Where any Director or any Person Connected with him/her has an interest (direct
or indirect) in any Recurrent Related Party Transaction, such Director shall abstain
from deliberation and voting on any decision to be taken by the Board in respect of
such Recurrent Related Party Transaction, if any. Where any member of the Audit
Committee is interested in any Recurrent Related Party Transaction, that member
shall abstain from deliberation and voting on any decision to be taken by the Audit
Committee with respect to such transaction.
Pursuant to Chapter 10, Paragraph 10.09 of the Listing Requirements, in a meeting
to obtain the Proposed Shareholders’ Mandate, the interested Director, interested
Major Shareholder or interested Person Connected with a Director or Major
Shareholder; and where it involves the interest of an interested Person Connected
with a Director or Major Shareholder, such Director or Major Shareholder must not
vote on the resolution approving the transactions.

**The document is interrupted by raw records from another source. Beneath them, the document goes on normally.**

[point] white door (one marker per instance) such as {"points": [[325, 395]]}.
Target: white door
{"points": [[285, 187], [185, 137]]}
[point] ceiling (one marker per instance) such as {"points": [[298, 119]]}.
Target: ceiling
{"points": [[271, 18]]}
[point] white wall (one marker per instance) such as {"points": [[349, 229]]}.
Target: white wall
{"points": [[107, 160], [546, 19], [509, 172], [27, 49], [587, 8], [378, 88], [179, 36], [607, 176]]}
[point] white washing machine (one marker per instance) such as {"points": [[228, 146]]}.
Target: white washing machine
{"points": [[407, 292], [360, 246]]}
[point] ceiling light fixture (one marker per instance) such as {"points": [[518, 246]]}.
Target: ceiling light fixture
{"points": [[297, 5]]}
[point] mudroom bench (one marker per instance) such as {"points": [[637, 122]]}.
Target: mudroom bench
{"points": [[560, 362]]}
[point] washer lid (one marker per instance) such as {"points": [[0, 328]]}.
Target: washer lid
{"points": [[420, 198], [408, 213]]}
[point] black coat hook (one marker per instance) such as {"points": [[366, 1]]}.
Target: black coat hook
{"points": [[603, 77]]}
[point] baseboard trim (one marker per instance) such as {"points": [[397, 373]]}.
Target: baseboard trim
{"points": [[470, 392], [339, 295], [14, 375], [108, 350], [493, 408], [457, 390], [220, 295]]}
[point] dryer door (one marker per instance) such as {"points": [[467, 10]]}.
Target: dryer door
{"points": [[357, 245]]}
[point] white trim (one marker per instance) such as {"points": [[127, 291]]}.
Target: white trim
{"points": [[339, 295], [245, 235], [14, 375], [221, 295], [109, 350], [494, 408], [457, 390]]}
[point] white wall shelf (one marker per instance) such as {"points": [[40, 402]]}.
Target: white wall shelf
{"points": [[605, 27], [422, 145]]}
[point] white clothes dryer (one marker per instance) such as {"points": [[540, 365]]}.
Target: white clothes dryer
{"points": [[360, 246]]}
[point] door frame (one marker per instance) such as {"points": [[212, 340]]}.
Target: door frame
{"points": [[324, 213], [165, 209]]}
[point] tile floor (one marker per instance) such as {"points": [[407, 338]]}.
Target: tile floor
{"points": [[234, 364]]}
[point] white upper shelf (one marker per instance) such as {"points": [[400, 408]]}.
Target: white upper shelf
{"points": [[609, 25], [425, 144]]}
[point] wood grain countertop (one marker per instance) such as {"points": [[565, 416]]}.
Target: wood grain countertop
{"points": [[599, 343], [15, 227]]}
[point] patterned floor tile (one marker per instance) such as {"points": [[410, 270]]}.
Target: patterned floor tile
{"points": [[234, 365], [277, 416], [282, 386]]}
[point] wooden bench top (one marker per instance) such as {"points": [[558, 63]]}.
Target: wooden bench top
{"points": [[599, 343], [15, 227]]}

An interested Director or interested Major Shareholder must also ensure that
Persons Connected with him/her abstain from voting on the resolution approving
the transactions. Interested Directors shall also abstain from deliberating at Board
meetings in respect of the Recurrent Related Party Transactions in which they are
interested.
Disclosure will be made in the Company’s Annual Report detailing the aggregate
value of transactions conducted pursuant to the Proposed Shareholders’ Mandate
during the financial year. Disclosure will also be made in the Annual Reports for
subsequent financial years during which the Shareholders’ Mandate remains in
force.
The Proposed Shareholders’ Mandate, if approved at the forthcoming 48th AGM,
will continue to be in force until the next AGM of the Company. Thereafter,
shareholders’ approval will be sought for the renewal of such mandate at each
subsequent AGM subject to a satisfactory review by the Audit Committee of its
continued application to Recurrent Related Party Transactions.